She nodded slowly. “I’ll call up. See if he’s available. Your name was …?”
I hadn’t told her my name. “Cass,” I said. “He knows me.”
She dialed a number and waited while it rang. She told whoever was on the other line—Dwight, I guess—that I was there to see him. She listened for a moment, said “uh-huh”, and then put down the phone.
“Third floor, right-hand side,” she said. “There’s an elevator just there.”
I walked past a dead potted plant and got in the elevator, rode up to the third floor. I came out onto a utilitarian corridor, like you’d find in any office building, or at least any office building of a company that has seen better times. There were motivational posters on the wall—BE THE BEST YOU CAN BE. Also missing-person posters, and advertisements for charity barbecues and touch football.
I turned right and followed the corridor until I came to an open-plan office. I could see the ocean from up here—far off, a couple of recreational fishing boats. There was a haze over the water and the beach, the rides of the piers like smudged watercolor. Inside the office there were people sitting at desks, others standing and talking to each other—a whiteboard in a corner had some scribbled notes and questions on it. A few rooms with doors lined the side wall.
Dwight put his phone down, stood up from a desk, and walked over to me. “Cass,” he said. His tone was … wary. “What are you doing here?”
“I need for you to tell me what you know,” I said.
“About what?”
“About Paris. And about the cops. You went all weird when we were talking about it. I know there’s something.”
He took my arm and steered me back toward the corridor. “There isn’t, Cass. Leave it, okay?”
I looked over his shoulder at the other cops working; a couple of them had turned to watch us, and this is the part I’m not proud of.
“Do they know?” I said.
He stopped, so we were standing just in and just out of the open-plan room. “Do they know what?”
“About group. About Dr. Lewis.”
His eyes widened. He was looking at me like I had disappeared and some other, scarier person had been dropped down in front of him instead. Like I was an alien. “Keep your voice d—”
“Do they?”
“What do you think?” he hissed.
“I think they don’t. Not all of them anyway. Your boss, maybe, because I guess you had to tell him. Her? Him or her. I have no idea.”
“You’re babbling, Cass,” said the voice.
“Time to leave,” said Dwight.
“No.”
“What’s your deal anyway?” he said. “You hardly even knew Paris. Why are you so obsessed with this?”
I took a step back, like I’d been gut-punched. “What? She was my friend.”
He held his hands up. “Fine, fine. Just get out of here. I can’t have you here.”
“No,” I said. “Time to tell me what you’re holding back.”
“Jesus, Cass! I could lose my job. I’m not being blackmailed by some teenage girl into—”
“I’m not blackmailing you,” I said.
“Oh yeah, sure.” His breath was bad: coffee and cigarettes. It was not helping with the nausea in the pit of my stomach, the self-hatred. But the voice was egging me on. “Look, I’m not even working the case,” he said. “I don’t talk to anyone about it. I don’t know what they’re doing. Anything I said … it would just be a personal hunch.”
“Please, Dwight,” I said. “Please. I’m sorry about … about what I said, about your colleagues. For mentioning group. But I need to know. I need to find Paris.”
Dwight looked into my eyes for what felt like minutes.
“Cass,” he said slowly. “Please understand. I cannot do what you’re asking.”
“But—”
He shook his head, more sad than anything else. “No buts,” he said. “I’m a police officer. I’m not going to give you information. I’m not compromising our investigation, and I’m not supporting you in going on some vigilante mission of your own.”

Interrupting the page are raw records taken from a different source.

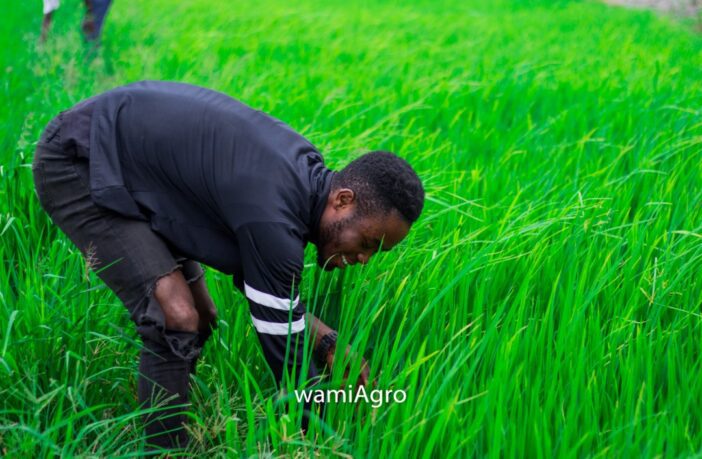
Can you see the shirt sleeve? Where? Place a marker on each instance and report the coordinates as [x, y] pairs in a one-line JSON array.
[[272, 259]]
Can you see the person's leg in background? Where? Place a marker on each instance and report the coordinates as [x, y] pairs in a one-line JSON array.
[[49, 7], [95, 13]]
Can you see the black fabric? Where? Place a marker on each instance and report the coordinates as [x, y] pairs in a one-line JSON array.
[[129, 257], [226, 185]]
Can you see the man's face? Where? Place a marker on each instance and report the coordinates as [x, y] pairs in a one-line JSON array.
[[347, 238]]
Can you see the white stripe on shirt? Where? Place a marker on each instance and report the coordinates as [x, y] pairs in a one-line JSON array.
[[266, 299], [273, 328]]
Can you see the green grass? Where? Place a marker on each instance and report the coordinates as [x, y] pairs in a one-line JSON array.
[[546, 304]]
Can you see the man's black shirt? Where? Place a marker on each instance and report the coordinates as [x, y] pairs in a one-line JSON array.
[[224, 184]]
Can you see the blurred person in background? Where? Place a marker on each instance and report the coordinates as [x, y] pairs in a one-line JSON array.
[[95, 12]]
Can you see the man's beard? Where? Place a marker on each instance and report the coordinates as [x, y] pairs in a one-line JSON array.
[[329, 239]]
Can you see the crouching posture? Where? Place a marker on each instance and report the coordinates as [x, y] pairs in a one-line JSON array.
[[151, 179]]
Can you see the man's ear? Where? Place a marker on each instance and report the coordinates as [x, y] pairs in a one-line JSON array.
[[344, 197]]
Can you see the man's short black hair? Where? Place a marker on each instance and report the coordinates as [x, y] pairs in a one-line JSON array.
[[383, 181]]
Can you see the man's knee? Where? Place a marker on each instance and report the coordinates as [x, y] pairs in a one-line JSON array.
[[181, 316], [174, 296]]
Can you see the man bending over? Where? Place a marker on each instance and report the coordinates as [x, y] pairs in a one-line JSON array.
[[150, 179]]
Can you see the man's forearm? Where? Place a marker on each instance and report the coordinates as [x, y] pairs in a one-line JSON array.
[[319, 328]]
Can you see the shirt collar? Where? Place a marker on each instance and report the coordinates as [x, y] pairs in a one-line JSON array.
[[320, 186]]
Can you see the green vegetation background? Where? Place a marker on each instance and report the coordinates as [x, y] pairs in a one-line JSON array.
[[547, 303]]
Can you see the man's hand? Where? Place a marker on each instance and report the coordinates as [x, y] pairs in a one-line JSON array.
[[319, 330], [365, 371]]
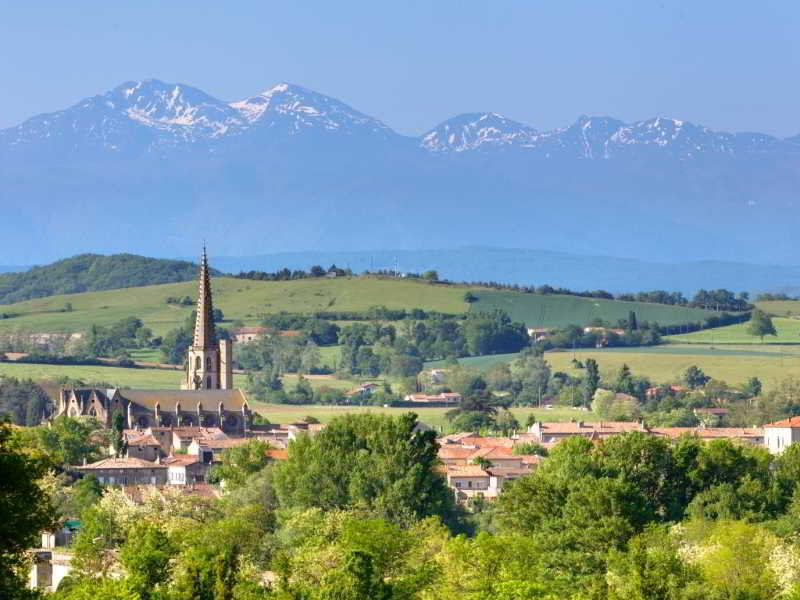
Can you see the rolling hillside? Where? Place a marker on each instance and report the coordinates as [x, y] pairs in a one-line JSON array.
[[92, 272], [239, 299], [558, 311], [246, 301]]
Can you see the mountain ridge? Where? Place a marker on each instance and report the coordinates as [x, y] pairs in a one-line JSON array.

“She’d want you to help me,” I said.
He flinched. “Low blow, Cassie,” he said. Then he put his hands on my shoulders. “Listen. You have to drop this. Promise me you’re going to drop this.”
“I promise,” I lied.
Dwight put his head in his hands. “****,” he said. “****.”
I should probably send him an apology letter too.
A picture, in my head:
Paris enters a dark house by the ocean. She thinks she’s meeting some guys for a bachelor party.
Then … what?
Someone hits her over the back of the head? She falls, seeing stars, scuffs her hands on the linoleum floor. There is graffiti on the walls; she can smell the acrid scent of urine.
She turns; it makes fireworks of pain go off in her head. She sees a cop standing by the door, in his uniform.
Thank God, she thinks.
But then he takes a step toward her. And he smiles. And he raises the hammer again.
Why should it be a hammer? I don’t know. I just get these images. I wish I didn’t. I wish I could make them go away.
But we can’t always make things go away.